Degib Gula Middle School sprawls across an open piece of land in Degib kebele, East Belesa woreda in the Central Gondar zone. It’s the only school for kilometers with students walking for up to two hours to come attend. Since its establishment by the woreda 16 years ago, the school has fallen victim to the same scarcity of clean water supply that has plagued Degib kebele since time immemorial. It was not until SWEEP, a project implemented by CARE through the financial support of the Austrian Development Agency, constructed a solar powered water supply system that the community, including pupils of the school, felt the relief of easy access. SWEEP, as part of its objective, aims to increase household access to water in targeted woredas by building up capacities to implement sustainable water resource management and environmental conservation practices in the communities.
The effect of the lack of clean water supply for a school may not seem significant, but the impact has been tremendous on Degib Gula. Yeshambel Gebre, vice principal, describes a somber time for the school, “Because of their long walk to school, the students arrive already tired and we have no water to give them.

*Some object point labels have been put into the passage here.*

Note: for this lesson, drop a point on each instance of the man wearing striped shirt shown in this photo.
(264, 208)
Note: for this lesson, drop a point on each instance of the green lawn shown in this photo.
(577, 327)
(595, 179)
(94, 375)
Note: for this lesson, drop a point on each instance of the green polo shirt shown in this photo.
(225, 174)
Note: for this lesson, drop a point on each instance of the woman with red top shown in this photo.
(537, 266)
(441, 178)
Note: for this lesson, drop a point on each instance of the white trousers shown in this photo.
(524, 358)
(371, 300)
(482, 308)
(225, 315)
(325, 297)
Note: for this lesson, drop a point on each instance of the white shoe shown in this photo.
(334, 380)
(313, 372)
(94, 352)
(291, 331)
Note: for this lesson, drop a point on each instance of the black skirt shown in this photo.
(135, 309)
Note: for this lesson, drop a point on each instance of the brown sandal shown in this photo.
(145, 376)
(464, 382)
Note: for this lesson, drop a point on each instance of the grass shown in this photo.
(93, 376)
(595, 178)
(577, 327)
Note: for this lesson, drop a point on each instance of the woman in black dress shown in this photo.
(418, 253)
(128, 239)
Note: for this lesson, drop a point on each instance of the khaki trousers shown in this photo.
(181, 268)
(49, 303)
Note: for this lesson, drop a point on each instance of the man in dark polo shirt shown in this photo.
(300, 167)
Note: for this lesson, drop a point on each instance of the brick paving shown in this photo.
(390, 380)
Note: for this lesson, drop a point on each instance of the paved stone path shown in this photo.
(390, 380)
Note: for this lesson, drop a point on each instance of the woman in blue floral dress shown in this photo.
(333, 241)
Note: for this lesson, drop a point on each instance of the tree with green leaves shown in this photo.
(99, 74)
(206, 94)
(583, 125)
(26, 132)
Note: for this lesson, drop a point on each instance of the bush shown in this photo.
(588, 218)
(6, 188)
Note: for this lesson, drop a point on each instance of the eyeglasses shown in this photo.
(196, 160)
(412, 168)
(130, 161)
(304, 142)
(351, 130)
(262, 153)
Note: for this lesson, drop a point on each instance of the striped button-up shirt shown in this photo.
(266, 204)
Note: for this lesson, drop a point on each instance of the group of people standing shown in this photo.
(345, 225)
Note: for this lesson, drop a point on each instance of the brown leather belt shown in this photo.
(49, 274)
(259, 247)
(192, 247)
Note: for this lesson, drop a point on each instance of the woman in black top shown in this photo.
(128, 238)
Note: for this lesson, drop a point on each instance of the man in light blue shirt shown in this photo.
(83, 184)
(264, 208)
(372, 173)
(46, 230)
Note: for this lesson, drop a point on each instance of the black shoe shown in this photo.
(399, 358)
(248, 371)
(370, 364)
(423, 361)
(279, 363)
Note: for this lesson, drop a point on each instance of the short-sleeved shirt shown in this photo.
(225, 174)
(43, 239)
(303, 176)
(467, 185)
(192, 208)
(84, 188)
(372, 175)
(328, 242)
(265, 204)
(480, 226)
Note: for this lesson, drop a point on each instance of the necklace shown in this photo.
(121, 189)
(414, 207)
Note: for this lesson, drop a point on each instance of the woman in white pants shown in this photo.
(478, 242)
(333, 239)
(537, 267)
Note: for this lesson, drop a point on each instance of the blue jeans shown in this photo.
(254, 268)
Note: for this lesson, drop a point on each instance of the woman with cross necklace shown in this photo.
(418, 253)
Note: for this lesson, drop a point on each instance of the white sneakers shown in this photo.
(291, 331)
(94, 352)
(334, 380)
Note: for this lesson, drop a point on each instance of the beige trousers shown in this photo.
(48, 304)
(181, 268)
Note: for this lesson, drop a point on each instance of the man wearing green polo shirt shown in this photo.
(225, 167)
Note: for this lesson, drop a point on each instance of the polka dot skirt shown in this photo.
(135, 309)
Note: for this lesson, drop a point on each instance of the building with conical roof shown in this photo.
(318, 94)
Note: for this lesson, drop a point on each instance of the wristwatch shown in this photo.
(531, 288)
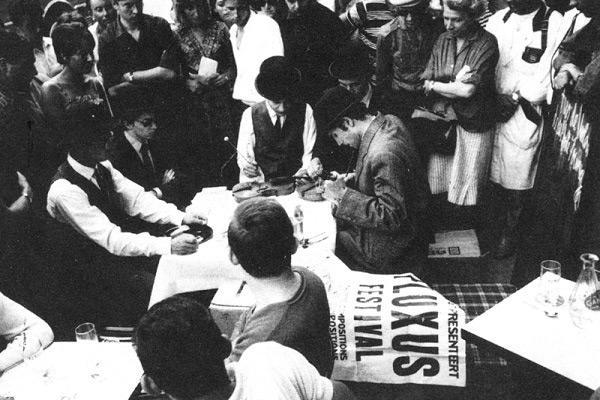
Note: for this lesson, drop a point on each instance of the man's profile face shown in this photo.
(346, 135)
(129, 10)
(237, 11)
(102, 11)
(297, 7)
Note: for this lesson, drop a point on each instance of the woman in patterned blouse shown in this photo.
(210, 103)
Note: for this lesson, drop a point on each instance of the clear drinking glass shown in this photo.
(86, 335)
(549, 294)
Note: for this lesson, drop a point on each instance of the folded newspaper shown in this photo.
(384, 328)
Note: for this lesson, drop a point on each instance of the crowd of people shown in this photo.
(109, 128)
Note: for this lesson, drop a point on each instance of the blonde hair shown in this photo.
(473, 8)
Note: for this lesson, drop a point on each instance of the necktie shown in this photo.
(105, 182)
(278, 125)
(146, 160)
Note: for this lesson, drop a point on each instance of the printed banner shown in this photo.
(395, 329)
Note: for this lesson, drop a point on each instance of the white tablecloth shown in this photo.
(64, 372)
(210, 266)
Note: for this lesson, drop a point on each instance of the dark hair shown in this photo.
(52, 14)
(261, 236)
(68, 37)
(356, 111)
(180, 5)
(181, 348)
(13, 47)
(19, 10)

It would not even be possible for them to wash their hands. We would lose half the students by recess because they either want to go looking for water or they are too tired to stay in class.” This was not without its effect on the students’ performance in school. “Participation was low, and it was becoming increasingly difficult to engage the interest of the students. It’s hard to blame them, even us teachers were struggling through the day not just because there was no clean water to drink, but keeping basic personal hygiene is near impossible without water,” adds Teshome Kassa, a teacher at Degib Gula who has lived in Belesa all his life.
The pain of the lack of water was doubly pronounced for female students who account for more than half of the entire school population. “We experienced the same thing as other students, but as girls, we would have no way to care for our basic hygiene especially during menstruation,” says Samrawit Mekonen, a 20 year-old finishing up 8th grade at Degib Gula. Female students would often leave school early or not show up at all if they were menstruating simply because there was no water access and a lack of adequate latrines. Their grades would suffer, and the psychological toll of choosing between being ridiculed in school if they stain their clothes or staying home and skipping class is also shouldered by female students.
Samrawit is part of the Girls’ Club at Degib Gula School which is headed by Yeneneh Lingerih, the 5th and 6th grade science teacher. Within the club, the conversation around hygiene has grown more robust since the installation of the water reservoir system. Because the girls can now implement the knowledge Yenenesh is imparting, they are all ears when she shares what she knows during their meetings. “There was a time when we had completely dissolved the club. Students complained that the discussions were irrelevant to them. But now, not only are they avid listeners, but they are also active participants of Monday Cleaning, a weekly program the school hosts to educate and instill the values of cleaning,” says Yenenesh. She also notices student absence has dramatically decreased for both male and female students. The water supply and easy access within the school also gives an opportunity for personal hygiene especially for students who live in areas with no access to clean water but commute to Degib Gula for school.
Since the installation of the water reservoir system, things have been looking up in the school and in Degib kebele in general. The clean water supply post within the school compound is often bustling with kids drinking their fill and washing their hands and faces. SWEEP also installed additional latrines for the school which are fitted with water supply for maximum hygiene and sanitation. This has created safe and accessible space especially for female students to maintain their dignity and hygiene.
Teachers like Teshome and Yenenesh who live in the area also feel the relief in their lives and households. Where they previously paid for water to be brought to their homes from other kebeles, both Teshome and Yenenesh now have clean water supply right at their doors. “We have certainly felt the relief,” says Yenenesh, “Water is everything and it is doubly important that children grow up with the proper understanding of hygiene and sanitation. What we tell them about keeping personal hygiene or cleanliness in the home or even when cooking, it makes sense to them now because there is water!”